I did take three years of Spanish in high school, but I spent most of my afternoons smoking pot and forgetting the day’s lessons. High school had a different meaning for me. There are two things I can ask for in Spanish. Cerveza and el baño, which go hand-in-hand and reveal my state of mind at that time of my life, which I generally refer to as B.H.—Before Her—in my own personal timeline. The past five years have been A.H.—After Her. The seven years between the two…I try not to think about and generally succeed, except for one day each year.
Today.
The day Kailyn died.
It was a car accident in every sense of the term. She veered off the road. Struck a tree. Most likely evading an animal. Happens all the time. No one to blame. No one to be angry at. No one to hate. I was at the office working a missing persons case, but was mostly waiting for The News. Instead of a phone call, I got an office visit, and instead of my wife’s voice, it was my captain’s. After hearing, ‘She didn’t make it,’ I have no idea what else was said.

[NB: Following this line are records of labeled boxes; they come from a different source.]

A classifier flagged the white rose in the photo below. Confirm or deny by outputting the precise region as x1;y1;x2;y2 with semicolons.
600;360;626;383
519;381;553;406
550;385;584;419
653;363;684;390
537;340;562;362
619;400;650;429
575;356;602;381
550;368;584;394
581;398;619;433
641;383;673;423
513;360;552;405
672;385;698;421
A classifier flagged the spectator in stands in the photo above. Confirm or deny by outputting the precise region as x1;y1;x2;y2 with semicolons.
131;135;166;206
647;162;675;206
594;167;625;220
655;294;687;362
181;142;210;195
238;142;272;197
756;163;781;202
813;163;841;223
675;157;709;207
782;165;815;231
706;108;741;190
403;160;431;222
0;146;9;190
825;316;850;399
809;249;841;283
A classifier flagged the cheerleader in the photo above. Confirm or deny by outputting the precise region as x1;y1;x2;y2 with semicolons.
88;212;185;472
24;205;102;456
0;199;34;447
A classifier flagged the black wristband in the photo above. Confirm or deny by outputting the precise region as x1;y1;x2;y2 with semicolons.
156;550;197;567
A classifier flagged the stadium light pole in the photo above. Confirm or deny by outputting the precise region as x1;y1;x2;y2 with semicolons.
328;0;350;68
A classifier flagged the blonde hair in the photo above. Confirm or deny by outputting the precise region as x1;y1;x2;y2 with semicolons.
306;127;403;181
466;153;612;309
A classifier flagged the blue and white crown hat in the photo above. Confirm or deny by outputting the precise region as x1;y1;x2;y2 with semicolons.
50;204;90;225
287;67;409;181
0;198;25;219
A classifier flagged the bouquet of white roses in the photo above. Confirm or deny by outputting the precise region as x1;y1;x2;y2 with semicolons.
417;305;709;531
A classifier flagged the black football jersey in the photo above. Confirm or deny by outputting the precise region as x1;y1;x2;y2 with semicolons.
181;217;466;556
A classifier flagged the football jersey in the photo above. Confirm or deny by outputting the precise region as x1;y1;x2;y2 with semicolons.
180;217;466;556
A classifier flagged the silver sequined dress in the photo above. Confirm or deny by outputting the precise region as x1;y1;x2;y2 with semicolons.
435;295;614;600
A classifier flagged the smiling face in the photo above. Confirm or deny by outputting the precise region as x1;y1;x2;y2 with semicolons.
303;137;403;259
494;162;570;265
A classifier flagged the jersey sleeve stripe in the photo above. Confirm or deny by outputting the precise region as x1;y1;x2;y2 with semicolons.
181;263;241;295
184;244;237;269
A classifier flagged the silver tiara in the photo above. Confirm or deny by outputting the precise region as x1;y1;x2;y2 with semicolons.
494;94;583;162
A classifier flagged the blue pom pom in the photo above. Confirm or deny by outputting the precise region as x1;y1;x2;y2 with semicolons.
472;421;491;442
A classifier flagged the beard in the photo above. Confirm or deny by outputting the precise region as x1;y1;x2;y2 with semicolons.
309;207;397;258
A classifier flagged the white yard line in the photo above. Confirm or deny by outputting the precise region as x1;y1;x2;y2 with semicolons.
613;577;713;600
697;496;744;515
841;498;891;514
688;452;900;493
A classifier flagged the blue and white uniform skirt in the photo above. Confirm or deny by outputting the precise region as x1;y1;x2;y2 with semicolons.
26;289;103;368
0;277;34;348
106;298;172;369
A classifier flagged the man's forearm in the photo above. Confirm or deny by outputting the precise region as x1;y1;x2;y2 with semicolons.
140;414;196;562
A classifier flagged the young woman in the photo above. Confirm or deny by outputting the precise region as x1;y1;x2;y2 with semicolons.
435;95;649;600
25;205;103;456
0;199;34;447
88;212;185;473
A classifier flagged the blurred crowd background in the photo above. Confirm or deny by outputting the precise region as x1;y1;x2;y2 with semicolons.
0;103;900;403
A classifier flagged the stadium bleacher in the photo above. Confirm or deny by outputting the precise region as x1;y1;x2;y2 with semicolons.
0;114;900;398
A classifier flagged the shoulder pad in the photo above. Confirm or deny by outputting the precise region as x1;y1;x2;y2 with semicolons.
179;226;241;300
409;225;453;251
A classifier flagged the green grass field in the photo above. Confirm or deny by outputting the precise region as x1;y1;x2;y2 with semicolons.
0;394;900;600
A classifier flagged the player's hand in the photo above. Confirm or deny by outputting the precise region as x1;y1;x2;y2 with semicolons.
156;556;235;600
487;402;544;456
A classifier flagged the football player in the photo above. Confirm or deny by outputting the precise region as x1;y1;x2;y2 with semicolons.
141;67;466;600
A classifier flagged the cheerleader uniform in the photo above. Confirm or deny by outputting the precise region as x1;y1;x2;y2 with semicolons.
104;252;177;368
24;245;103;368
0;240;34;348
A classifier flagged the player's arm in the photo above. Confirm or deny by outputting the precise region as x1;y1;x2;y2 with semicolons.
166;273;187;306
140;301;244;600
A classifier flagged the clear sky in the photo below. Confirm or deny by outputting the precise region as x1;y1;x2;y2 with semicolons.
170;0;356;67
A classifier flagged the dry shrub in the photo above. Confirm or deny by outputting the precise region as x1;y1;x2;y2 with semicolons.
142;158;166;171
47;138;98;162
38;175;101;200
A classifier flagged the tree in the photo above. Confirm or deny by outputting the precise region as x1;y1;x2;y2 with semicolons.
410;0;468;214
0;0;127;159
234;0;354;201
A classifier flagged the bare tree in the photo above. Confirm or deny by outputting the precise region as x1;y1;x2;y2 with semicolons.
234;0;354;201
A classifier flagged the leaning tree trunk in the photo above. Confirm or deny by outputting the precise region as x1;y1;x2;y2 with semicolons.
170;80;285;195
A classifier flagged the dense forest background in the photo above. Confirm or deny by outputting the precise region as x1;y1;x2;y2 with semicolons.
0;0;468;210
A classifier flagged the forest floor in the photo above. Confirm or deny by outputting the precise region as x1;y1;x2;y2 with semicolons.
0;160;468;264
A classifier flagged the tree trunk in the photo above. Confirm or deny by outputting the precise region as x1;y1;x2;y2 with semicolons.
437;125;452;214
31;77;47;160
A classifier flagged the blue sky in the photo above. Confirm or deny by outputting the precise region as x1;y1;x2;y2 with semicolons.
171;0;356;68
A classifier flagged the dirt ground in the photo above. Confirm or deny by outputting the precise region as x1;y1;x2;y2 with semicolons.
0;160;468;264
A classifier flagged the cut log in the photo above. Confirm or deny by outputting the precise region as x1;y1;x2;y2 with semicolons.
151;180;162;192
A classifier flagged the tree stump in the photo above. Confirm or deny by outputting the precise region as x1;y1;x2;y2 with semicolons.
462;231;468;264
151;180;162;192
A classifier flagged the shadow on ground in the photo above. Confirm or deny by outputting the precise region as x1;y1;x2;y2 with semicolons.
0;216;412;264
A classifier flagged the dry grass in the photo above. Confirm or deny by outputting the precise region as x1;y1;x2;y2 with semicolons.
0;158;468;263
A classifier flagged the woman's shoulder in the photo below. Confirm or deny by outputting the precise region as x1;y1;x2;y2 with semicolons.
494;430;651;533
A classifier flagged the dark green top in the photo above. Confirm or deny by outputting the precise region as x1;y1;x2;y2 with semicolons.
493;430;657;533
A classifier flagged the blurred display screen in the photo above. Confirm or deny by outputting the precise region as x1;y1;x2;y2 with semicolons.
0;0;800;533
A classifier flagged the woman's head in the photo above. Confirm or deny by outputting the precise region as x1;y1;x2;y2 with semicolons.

The weeks that followed are a haze.
I don’t remember the funeral.
That was the same day I left the job. They never did find the missing woman from my case.
I hold the phone out to Wini. “Español.”
Wini speaks fluent Spanish because her grandmother was Mexican, fluent French because who knows why, and enough German to intimidate me.
“Hola,” Wini says, “Soy Wini—”
Wini falls silent, listening. After a few minutes, she looks her age. When she speaks, it comes out as a squeaky whisper, “¿Cual es tu direccion?”
She scribbles an address down on a notepad kept hidden in the strap of her bra. Looks like we’re going for a drive, which is good news. There’s nothing more distracting than a new case.
“Mantenerte fuerte. Llegaremos pronto.” Wini hangs up the phone and lets out a long sigh.
“What’s the job?”
“Juxtaposition,” she says, trying to rediscover her sense of humor. She fails. “Missing child.”
“Missing— We don’t handle— Has she gone to the police?”
“Marta Ramos, the mother… That was her on the phone. She’s illegal. Father’s still south of the border. The daughter was born here, but if Marta calls the police—”
“I get it.” I ponder the predicament for a moment and wonder if taking the case means breaking the law. I decide I don’t care, and am about to say so, but Wini takes my silence as debate.
“You used to work cases like this. Before. You might try to bury the man you once were, but—”
“Wini.”
Her mouth clamps shut.
“Get the keys.”
“I’m coming?” she asks.
“I no habla Español, remember? Also, you’re driving.”
“What are you going to do?”
I stand from my chair and head for the door, phone in hand. “Research.”
I’m a half step through my home office’s doorway when I stop and turn around.
I nearly left it behind.
Today of all days.
Wini takes the keys from a hook mounted on the wall behind her desk. Eyes me, and then my desk. “You don’t need it.”
“Mmm,” I say, which could be taken as agreement, or at least mulling it over. It’s neither. I hurry back to the desk, snatch up the unopened envelope—one of the few things to survive Kailyn’s crash intact—and stuff it into my pocket before leaving.
I hope the kid isn’t really missing, but that it will take at least the whole day to find her.
I can already feel the chink widening.